Both the GVSU Counseling Center and Student Disabilities Services work with students who have ADHD.

“Eighty percent of the students that are registered with my office have ADHD,” said Kathleen Vanderveen, assistant director of SDS. Vanderveen said SDS provides students non-medical assistance to overcome their academic struggles.

“We provide, if need be, extended time on tests, maybe a separate location to take tests, sometimes a note taker for class so they can concentrate on lectures,” she said.

Associate Director of the Counseling Center, Wayne Kinzie, said the on-campus counselors also provide help for students with ADHD.

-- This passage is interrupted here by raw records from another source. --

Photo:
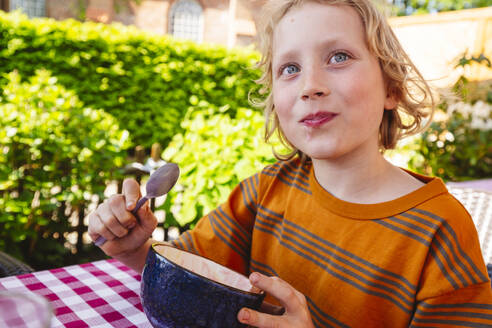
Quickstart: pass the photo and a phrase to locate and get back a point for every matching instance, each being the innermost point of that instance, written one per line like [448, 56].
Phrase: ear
[390, 102]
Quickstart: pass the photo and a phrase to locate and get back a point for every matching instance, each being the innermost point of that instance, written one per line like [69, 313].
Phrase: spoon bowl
[159, 184]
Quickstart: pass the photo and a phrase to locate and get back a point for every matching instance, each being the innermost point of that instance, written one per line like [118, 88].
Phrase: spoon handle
[140, 202]
[101, 240]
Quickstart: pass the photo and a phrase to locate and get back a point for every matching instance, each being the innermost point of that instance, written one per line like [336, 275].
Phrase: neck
[356, 178]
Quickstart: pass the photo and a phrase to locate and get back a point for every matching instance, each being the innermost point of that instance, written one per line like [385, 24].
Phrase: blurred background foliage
[56, 155]
[78, 97]
[416, 7]
[146, 82]
[215, 152]
[458, 144]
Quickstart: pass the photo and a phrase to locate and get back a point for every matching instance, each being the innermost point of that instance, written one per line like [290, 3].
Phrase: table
[96, 295]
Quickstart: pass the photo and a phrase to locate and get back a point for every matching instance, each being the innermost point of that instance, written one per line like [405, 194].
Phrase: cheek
[283, 103]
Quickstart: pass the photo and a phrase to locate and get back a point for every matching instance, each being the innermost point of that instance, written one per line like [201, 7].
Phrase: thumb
[148, 221]
[131, 191]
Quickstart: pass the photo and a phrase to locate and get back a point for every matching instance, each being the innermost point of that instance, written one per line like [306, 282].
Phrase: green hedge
[56, 155]
[215, 152]
[147, 82]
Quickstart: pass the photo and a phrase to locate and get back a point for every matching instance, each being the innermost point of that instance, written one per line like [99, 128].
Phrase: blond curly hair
[416, 100]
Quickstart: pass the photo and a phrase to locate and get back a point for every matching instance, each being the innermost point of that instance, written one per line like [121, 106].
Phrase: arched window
[33, 8]
[186, 20]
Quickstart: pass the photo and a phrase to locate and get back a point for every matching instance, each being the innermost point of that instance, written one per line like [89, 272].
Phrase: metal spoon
[159, 184]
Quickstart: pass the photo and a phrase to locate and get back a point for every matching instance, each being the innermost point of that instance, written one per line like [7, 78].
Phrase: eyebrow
[292, 54]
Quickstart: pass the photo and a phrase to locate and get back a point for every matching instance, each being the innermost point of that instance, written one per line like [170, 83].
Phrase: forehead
[313, 22]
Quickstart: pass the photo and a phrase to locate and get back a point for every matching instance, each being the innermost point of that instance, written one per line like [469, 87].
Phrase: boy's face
[328, 89]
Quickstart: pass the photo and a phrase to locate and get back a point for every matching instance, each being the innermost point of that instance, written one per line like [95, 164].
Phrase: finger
[120, 212]
[258, 319]
[288, 297]
[271, 309]
[131, 191]
[97, 228]
[109, 219]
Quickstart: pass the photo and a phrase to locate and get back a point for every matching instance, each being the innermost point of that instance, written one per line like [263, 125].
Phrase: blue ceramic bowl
[180, 289]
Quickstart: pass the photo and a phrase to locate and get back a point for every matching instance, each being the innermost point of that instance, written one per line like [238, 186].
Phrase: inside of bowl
[206, 268]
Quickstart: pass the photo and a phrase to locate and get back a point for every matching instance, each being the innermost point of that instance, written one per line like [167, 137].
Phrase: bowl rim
[260, 293]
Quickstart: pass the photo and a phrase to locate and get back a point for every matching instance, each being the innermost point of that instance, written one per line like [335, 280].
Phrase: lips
[317, 119]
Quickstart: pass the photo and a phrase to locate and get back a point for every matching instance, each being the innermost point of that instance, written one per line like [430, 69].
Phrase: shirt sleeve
[224, 235]
[455, 289]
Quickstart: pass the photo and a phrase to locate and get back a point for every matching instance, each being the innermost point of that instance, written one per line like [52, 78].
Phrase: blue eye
[289, 69]
[339, 57]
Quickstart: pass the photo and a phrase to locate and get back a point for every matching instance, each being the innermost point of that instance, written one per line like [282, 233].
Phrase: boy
[333, 232]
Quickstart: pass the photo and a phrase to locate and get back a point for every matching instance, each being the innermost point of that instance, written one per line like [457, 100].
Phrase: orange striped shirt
[413, 261]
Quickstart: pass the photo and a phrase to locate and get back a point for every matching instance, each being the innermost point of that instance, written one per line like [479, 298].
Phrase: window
[186, 20]
[33, 8]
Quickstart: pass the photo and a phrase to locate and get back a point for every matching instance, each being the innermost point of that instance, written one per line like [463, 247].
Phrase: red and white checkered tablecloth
[96, 295]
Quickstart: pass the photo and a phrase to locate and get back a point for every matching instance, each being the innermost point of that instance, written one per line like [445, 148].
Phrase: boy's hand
[296, 310]
[114, 221]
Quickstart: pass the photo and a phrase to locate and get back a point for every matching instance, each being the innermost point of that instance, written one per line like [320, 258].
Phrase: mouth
[317, 119]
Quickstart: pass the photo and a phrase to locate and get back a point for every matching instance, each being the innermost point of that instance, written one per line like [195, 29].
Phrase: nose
[314, 86]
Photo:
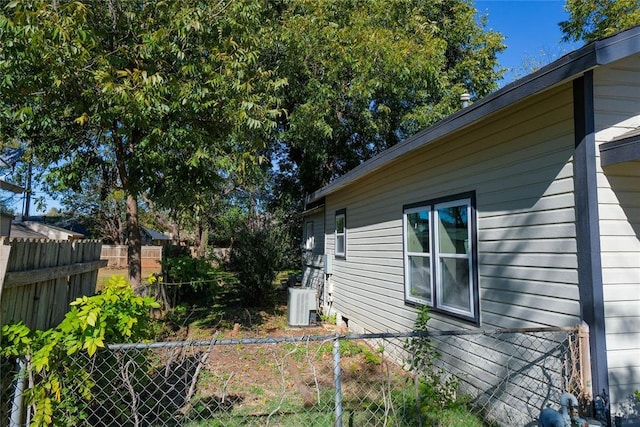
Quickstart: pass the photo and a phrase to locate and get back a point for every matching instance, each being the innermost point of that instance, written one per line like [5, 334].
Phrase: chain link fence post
[337, 381]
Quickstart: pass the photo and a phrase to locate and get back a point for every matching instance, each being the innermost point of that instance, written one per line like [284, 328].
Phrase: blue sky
[531, 30]
[532, 35]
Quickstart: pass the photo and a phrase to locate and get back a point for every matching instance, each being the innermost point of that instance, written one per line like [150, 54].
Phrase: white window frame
[309, 243]
[435, 255]
[342, 213]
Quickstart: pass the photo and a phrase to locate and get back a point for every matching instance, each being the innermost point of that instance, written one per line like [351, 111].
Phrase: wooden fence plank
[43, 276]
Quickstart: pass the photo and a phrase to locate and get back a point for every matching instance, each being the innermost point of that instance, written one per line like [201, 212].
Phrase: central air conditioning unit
[302, 307]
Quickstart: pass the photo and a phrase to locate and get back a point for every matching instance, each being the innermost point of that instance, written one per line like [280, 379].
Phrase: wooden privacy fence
[39, 278]
[116, 256]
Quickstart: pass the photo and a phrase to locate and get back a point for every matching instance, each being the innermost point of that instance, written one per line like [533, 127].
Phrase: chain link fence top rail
[355, 380]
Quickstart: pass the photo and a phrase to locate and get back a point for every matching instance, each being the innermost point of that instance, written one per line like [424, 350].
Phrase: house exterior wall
[313, 250]
[522, 178]
[617, 111]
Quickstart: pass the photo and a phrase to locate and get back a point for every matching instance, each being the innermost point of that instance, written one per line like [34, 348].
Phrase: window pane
[455, 291]
[340, 244]
[453, 230]
[420, 277]
[418, 232]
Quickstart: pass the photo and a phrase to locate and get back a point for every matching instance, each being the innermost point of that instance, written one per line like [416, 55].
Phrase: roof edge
[566, 68]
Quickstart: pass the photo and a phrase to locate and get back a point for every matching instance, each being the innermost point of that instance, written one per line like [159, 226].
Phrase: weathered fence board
[116, 256]
[42, 277]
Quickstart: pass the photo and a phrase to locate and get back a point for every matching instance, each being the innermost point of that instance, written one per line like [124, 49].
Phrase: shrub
[259, 251]
[436, 390]
[199, 280]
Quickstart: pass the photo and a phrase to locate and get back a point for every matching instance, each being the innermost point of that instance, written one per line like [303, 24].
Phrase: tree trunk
[204, 240]
[134, 244]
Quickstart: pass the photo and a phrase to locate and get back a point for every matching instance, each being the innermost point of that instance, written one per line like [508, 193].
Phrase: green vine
[61, 386]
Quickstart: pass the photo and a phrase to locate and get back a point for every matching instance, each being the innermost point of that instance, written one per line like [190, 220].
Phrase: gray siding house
[521, 210]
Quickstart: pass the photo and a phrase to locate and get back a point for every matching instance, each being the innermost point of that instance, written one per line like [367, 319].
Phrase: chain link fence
[505, 377]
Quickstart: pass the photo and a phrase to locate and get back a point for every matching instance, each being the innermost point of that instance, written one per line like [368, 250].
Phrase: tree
[591, 20]
[117, 86]
[366, 74]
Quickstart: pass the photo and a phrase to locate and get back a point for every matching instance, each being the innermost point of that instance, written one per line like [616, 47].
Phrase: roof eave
[567, 68]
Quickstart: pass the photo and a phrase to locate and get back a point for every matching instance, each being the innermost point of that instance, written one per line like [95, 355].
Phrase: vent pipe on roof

“For the past year, approximately 5 percent of the students who came into the center had ADHD,” Kinzie said.

The counselor said he was unaware of the Adderall shortage but added that a scarcity should not pose a huge problem for people with ADHD because other medicines can offer the same relief. Kinzie said students who cannot receive Adderall can seek prescriptions for Concerta, Strattera or Ritalin.

Although many substitute drugs are available for people with concentration problems, many people without ADHD still get prescriptions for Adderall, Sridhar said.

“There is wide use of Adderall among college students as a ‘study drug’ because of its ability to help focus and concentrate and produce energy at a level higher than normal,” she said. “Sometimes they are used during ‘cramming’ sessions or staying awake all night before an exam or to write a paper that requires energy and concentration.”

However, the people using the drug without a true need have contributed to the shortage.

“I understand why the shortage is happening,” the student on Adderall said. “A lot of people take Adderall recreationally or to pull all-nighters to study for exams, and therefore, there is not enough of the drug manufactured to go around. And I don’t blame them, but some people really do need the drug. And for those of us who do need it, this shortage is a real problem.”